The killing (saisons 1–2)

de Veena Sud, 2011–2012, ****

Sarah Linden vous dira qu’elle est tenace et que, quand elle sent la piste du meur­trier de Rosie Larsen, elle ne s’ar­rête ni aux conve­nances, ni à la politique.

L’entourage de Sarah Linden pour­rait bien vous don­ner une ver­sion dif­fé­rente. Du style : c’est une maniaque obses­sion­nelle, qui dort une fois par semaine et s’en prend à n’im­porte quel pré­su­mé inno­cent sans s’in­quié­ter des conséquences.

— Je vous avais sus­pen­due, non ? Qu’est-ce que vous fou­tez là ?
— Ben j’en­quête. M’en fous de plus avoir mon badge, de toute façon il sert à rien dans la réserve.
- pho­to Carole Segal pour AMC

L’équipier de Sarah Linden, Stephen Holder, est un peu par­ta­gé. D’un côté, il recon­naît la fli­quette tei­gneuse, volon­taire et intran­si­geante qui, pour­tant, sait lui par­don­ner ses petits sou­cis de drogue ; de l’autre, il aime­rait bien être débar­ras­sé de cette tarée qui agresse les simples témoins et qui s’oc­cupe encore du cas Larsen alors qu’elle devait démé­na­ger en Californie il y a trois semaines.

Voilà, vous avez les ingré­dients d’un polar des plus clas­siques : un duo de flics abî­més qui s’en­tendent pas tou­jours très bien, un meurtre mys­té­rieux, des hommes poli­tiques à la morale variable. Ajoutez une lichette de conflits juri­dic­tion­nels entre la réserve indienne et les auto­ri­tés locales, soi­gnez l’é­cri­ture des seconds rôles pour leur don­ner corps, arro­sez géné­reu­se­ment de cette bonne pluie de Seattle et vous obte­nez une ambiance ten­due et humide par­fai­te­ment gérée.

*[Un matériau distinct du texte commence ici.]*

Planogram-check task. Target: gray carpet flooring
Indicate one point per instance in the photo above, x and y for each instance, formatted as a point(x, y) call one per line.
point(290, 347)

Allô la météo ? Vous pou­vez véri­fier un truc pour moi ? Ça fait deux minutes qu’il ne pleut pas, c’est nor­mal ? — pho­to Carole Segal pour AMC

Pas for­cé­ment très ori­gi­nale, la série a tout de même une qua­li­té : non seule­ment, comme dans toute his­toire du genre, les flics se plantent régu­liè­re­ment en sui­vant de fausses pistes, mais leurs erreurs ont de vraies consé­quences, pas seule­ment sur leur avan­ce­ment. C’est un véri­table élé­ment de ten­sion sup­plé­men­taire même si l’on peut être un peu déçu de l’ap­pa­rente aisance avec laquelle un poli­ti­cien se remet d’une erreur poli­cière réel­le­ment tragique.

Je suis un hon­nête poli­ti­cien. Vous dites ? Un oxy­more ? Comme vous y allez… — pho­to Carole Segal pour AMC

La réa­li­sa­tion fait son taf en pro­fi­tant tran­quille­ment d’une ambiance bien posée, les acteurs tiennent leurs rôles effi­ca­ce­ment, bref, les aspects tech­niques sont bien gérés.

Le résul­tat est une série poli­cière dans les grands clas­siques du genre, cer­tai­ne­ment pas révo­lu­tion­naire, mais indu­bi­ta­ble­ment accro­cheuse et équilibrée.

Notez que cette cri­tique ne concerne que les deux pre­mières sai­sons, qui forment un tout basé sur une enquête cohé­rente ; la troi­sième change de sujet mais je vais me faire un plai­sir de m’y atta­quer rapidement.